Harrison Mulholland leaned back and puffed at his cigar. “We’re more than a year out from the election. Theoretically, there’s plenty of time. But primarying Kent will be tricky. You’re both Progressive Republicans, and he’s the incumbent. He’s not a strong incumbent, but you’ve never held office. We need to find something that hurts Kent, or something that helps you, because on the issues, you’re not that different.”

“He’s a lot softer on the suffrage amendment.”

William’s new campaign manager nodded and looked out over the ranch landscape. “We need to put our finger up and see which way the wind’s blowing on that. Could help you, could hurt you. It’ll help you if we get the ladies out to vote.”

The screen door opened, and William’s mother came through, with Nora right behind her.

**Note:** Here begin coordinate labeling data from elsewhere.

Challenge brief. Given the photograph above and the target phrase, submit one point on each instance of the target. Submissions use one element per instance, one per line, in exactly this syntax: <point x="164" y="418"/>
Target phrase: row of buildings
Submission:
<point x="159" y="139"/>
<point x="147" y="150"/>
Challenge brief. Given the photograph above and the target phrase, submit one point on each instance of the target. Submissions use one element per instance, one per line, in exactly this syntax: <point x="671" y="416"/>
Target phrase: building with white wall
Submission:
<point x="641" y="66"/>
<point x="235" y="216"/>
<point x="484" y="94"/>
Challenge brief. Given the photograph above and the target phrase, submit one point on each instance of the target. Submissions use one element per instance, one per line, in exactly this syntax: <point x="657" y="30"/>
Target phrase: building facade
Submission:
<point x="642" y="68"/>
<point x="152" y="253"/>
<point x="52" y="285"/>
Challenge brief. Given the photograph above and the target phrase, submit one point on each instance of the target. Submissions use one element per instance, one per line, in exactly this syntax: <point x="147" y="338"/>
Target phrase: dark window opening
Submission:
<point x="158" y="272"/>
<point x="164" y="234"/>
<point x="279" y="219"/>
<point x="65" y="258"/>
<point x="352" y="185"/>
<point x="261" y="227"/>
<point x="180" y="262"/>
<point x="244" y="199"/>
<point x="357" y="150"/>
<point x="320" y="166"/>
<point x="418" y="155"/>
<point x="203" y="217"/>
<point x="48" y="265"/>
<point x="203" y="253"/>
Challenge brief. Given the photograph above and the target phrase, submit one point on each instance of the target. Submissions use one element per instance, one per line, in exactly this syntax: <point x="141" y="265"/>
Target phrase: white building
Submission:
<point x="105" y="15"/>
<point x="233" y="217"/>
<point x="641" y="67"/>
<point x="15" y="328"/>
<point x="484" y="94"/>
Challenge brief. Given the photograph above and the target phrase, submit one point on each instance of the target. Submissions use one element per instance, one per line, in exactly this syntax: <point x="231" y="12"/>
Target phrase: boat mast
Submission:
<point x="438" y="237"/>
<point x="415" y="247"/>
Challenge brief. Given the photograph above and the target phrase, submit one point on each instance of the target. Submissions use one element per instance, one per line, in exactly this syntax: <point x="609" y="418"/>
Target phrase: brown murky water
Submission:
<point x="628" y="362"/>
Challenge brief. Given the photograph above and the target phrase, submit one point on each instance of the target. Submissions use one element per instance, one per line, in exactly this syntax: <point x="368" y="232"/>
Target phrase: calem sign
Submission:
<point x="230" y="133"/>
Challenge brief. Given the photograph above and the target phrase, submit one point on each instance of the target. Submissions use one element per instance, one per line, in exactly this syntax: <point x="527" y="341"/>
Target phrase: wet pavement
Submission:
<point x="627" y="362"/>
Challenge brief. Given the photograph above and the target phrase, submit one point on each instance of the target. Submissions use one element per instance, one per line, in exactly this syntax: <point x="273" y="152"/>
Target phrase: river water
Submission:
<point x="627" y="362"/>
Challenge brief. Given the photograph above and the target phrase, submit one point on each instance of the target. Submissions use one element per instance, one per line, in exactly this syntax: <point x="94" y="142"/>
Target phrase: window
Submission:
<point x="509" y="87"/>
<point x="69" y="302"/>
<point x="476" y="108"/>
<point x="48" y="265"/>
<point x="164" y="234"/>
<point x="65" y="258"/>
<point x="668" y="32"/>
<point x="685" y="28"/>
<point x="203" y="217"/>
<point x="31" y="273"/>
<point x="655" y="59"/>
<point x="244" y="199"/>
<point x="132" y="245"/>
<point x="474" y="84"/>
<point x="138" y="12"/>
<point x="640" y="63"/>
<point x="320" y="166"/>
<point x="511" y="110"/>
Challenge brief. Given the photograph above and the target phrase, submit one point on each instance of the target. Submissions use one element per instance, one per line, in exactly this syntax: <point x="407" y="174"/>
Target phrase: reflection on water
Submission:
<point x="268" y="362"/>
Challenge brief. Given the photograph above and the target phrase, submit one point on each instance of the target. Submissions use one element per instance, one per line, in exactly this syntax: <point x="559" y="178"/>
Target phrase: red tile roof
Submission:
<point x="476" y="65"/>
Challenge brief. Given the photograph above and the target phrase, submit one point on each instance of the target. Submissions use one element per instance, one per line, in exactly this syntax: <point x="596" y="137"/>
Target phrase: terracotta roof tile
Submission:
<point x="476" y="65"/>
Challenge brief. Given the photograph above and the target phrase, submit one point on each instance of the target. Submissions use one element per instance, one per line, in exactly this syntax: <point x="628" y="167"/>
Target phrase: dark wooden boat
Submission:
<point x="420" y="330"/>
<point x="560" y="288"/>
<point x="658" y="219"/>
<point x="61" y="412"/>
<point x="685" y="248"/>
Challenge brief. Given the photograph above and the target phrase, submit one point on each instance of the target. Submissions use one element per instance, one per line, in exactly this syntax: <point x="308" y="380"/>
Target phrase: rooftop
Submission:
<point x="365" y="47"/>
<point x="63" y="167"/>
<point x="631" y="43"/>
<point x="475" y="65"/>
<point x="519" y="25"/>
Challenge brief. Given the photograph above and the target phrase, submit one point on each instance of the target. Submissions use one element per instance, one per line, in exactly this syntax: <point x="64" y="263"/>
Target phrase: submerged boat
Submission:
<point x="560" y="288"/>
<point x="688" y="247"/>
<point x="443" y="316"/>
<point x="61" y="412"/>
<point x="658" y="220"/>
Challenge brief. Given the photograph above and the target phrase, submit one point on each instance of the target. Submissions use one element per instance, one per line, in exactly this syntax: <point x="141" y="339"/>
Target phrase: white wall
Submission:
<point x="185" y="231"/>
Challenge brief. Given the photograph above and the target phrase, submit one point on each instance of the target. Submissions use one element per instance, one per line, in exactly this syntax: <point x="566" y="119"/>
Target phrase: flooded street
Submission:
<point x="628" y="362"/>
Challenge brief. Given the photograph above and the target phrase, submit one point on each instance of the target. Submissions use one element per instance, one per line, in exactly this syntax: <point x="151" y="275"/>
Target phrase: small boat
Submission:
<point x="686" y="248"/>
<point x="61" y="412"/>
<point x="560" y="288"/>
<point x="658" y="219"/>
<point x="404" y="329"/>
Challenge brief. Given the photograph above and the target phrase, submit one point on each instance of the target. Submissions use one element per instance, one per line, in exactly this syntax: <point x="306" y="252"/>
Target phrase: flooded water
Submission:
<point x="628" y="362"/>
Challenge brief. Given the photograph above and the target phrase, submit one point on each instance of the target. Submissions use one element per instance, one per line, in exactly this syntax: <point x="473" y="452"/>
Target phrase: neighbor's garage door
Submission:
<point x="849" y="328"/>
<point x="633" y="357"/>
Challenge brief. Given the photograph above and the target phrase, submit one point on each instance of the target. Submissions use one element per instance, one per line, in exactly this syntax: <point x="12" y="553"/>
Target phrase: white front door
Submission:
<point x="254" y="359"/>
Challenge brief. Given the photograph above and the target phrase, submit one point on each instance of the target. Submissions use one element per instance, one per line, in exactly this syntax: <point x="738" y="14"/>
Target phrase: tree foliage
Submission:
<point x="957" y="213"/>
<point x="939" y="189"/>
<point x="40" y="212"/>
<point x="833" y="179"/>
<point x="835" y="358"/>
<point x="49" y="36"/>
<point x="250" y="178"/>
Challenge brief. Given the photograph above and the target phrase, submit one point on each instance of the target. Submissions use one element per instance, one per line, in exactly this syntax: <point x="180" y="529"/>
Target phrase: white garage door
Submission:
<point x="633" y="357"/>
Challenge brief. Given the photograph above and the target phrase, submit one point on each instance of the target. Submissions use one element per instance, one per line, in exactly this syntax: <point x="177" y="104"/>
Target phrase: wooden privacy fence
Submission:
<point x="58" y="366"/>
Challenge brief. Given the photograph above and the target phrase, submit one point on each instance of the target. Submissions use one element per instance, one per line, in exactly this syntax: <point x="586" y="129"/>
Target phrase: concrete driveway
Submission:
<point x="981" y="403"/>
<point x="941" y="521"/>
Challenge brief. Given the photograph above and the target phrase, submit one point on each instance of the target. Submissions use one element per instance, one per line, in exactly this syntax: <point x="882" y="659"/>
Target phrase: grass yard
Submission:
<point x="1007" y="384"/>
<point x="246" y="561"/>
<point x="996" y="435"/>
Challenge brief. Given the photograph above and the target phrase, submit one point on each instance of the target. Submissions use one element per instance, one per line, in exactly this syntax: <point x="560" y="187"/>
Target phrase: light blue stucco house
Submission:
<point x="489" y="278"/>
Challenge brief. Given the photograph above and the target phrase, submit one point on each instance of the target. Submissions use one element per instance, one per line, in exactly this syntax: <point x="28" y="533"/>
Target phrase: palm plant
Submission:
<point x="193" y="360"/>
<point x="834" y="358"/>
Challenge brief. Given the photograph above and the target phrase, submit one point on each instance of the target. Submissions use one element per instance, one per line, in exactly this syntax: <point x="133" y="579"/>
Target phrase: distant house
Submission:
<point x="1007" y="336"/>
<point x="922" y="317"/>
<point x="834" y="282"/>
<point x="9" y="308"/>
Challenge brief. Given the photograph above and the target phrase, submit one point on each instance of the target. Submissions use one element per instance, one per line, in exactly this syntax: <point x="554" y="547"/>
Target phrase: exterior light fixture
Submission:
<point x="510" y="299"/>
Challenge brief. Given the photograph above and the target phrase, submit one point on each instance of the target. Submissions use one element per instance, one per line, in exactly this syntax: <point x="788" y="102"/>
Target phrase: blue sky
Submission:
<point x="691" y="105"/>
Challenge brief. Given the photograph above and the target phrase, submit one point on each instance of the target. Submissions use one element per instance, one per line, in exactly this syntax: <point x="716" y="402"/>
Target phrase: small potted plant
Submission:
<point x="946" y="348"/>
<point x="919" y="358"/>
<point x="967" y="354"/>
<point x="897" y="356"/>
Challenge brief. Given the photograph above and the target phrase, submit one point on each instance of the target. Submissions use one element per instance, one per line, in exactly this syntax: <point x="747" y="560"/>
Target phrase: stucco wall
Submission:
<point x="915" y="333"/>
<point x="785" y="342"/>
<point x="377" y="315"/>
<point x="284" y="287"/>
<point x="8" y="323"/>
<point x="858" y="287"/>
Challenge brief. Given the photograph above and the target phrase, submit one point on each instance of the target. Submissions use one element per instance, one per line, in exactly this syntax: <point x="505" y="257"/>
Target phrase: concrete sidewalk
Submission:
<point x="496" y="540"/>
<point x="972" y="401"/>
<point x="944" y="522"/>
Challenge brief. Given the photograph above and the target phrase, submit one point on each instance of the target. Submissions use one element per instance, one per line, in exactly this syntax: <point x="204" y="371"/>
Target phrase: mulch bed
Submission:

The three men on the porch all stood at once.

The women were dressed alike, wearing tidy plaid blouses, leather gauchos, and tall boots—what passed on the Frazier ranch for ladies’ riding habits. He didn’t think his mother had ridden sidesaddle ever in her life. William saw his wife, glowing with happiness, her wavy blonde tresses wound in a loose braid, a flat-crowned cowboy hat hanging on her back by the leather thong at her throat, and he went hard at once. Nora was beautiful in anything she wore, but she looked best in clothes in which she felt comfortable, like these.

“The ladies will vote, Harrison, you can rest assured,” William’s mother said. “And will you please put that reeking thing out, or at least take it away from my porch.”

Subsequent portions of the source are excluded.